Boatloads of Mexican Silver. The Political Economy of Specie Imports in New Orleans, 1839-1861
Date: 16/02/2021 @11.00hrs Colombia, 16.00hrs UK
Presenter: Manuel Bautista (Columbia University)
This paper reconstructs the monetary geography of antebellum New Orleans from the economic crisis of 1839 to the US. Navy’s blockade of the port in 1861 through a quantitative and geographic examination of specie imports (gold and silver coins) flowing into the port. It also sheds light into the commercial and financial actors, networks, and circuits involved in the intermediation of specie in New Orleans before the U.S. Civil War. Drawing on a novel dataset assembled from the semi-weekly economic newspaper New Orleans Price-Current (the first of its kind in the scholarly literature on specie in the early U.S. economy), the paper explores the amounts, the provenance, the types of vessels for maritime transportation, and the top-tier consignees of specie imports flowing into antebellum New Orleans.
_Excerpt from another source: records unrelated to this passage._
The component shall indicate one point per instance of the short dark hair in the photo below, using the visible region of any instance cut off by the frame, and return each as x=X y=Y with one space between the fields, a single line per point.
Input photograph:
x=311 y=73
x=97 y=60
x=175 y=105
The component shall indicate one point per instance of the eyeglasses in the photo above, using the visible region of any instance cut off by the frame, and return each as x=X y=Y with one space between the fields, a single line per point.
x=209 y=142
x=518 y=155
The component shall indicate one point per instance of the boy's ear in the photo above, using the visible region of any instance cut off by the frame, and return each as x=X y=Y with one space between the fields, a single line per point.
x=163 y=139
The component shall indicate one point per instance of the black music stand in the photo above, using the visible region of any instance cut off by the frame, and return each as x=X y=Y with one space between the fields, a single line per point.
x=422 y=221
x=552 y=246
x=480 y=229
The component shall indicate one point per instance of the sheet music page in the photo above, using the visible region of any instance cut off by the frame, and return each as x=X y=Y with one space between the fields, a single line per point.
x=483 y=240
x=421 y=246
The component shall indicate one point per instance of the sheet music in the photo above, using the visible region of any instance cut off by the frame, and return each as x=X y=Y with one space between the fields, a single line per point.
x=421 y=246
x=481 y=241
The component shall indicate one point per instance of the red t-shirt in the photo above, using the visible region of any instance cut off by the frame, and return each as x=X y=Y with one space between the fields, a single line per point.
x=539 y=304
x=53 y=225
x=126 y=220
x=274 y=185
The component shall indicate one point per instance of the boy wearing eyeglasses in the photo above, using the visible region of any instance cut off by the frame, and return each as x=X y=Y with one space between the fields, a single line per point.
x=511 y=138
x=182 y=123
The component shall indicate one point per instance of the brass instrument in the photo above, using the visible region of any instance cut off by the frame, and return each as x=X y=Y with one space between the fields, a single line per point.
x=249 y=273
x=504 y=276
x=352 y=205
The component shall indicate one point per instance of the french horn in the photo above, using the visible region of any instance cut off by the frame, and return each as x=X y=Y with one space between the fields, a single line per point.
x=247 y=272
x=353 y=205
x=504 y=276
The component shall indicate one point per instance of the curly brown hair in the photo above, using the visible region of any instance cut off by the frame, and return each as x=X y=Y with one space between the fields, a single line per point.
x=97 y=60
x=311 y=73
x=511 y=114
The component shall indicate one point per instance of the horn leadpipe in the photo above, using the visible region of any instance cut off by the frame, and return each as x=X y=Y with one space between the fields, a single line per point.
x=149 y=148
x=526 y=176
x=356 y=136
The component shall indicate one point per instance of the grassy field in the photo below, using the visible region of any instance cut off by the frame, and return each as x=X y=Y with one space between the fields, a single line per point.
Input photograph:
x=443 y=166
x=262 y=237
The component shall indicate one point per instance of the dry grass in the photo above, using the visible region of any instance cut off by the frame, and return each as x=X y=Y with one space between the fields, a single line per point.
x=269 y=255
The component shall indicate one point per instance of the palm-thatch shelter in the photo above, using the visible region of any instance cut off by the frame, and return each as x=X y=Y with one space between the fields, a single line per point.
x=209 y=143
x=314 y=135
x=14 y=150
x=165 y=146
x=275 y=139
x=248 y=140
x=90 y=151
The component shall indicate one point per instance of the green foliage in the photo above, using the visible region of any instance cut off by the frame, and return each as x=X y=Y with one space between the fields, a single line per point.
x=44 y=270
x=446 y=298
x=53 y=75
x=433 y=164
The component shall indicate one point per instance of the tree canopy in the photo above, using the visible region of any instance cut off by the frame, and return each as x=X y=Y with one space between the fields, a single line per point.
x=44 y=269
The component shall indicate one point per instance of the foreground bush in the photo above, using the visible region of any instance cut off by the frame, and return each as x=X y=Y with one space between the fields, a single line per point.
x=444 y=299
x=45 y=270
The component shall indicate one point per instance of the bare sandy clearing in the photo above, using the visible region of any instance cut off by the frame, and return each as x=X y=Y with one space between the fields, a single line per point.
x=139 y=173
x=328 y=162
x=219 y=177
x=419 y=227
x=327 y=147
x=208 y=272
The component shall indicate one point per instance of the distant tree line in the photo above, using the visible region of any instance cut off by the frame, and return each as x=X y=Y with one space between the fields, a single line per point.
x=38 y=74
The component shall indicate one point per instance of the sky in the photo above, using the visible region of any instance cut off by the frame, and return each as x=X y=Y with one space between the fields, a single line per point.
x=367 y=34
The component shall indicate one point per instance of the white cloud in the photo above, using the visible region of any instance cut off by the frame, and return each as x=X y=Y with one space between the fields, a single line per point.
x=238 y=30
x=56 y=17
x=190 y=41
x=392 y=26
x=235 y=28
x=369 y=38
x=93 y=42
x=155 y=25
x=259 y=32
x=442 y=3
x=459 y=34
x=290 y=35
Specie (primarily Mexican silver dollars) helped accommodate the Crescent City’s cross-border flows of goods and capital, mirroring its commercial and financial ties with the rest of the world. New Orleans was central for the antebellum U.S. specie market and money supply, as it imported vast specie flows (primarily Mexican silver dollars) from ports such as Brazos Santiago (Texas), Veracruz, Tampico (both in Mexico), and Havana (Cuba). Specie consignees relied on high-powered money flows to fund their business ventures as commission merchants, commodity factors, real estate investors, and agents of European and U.S. Northern merchant banking houses.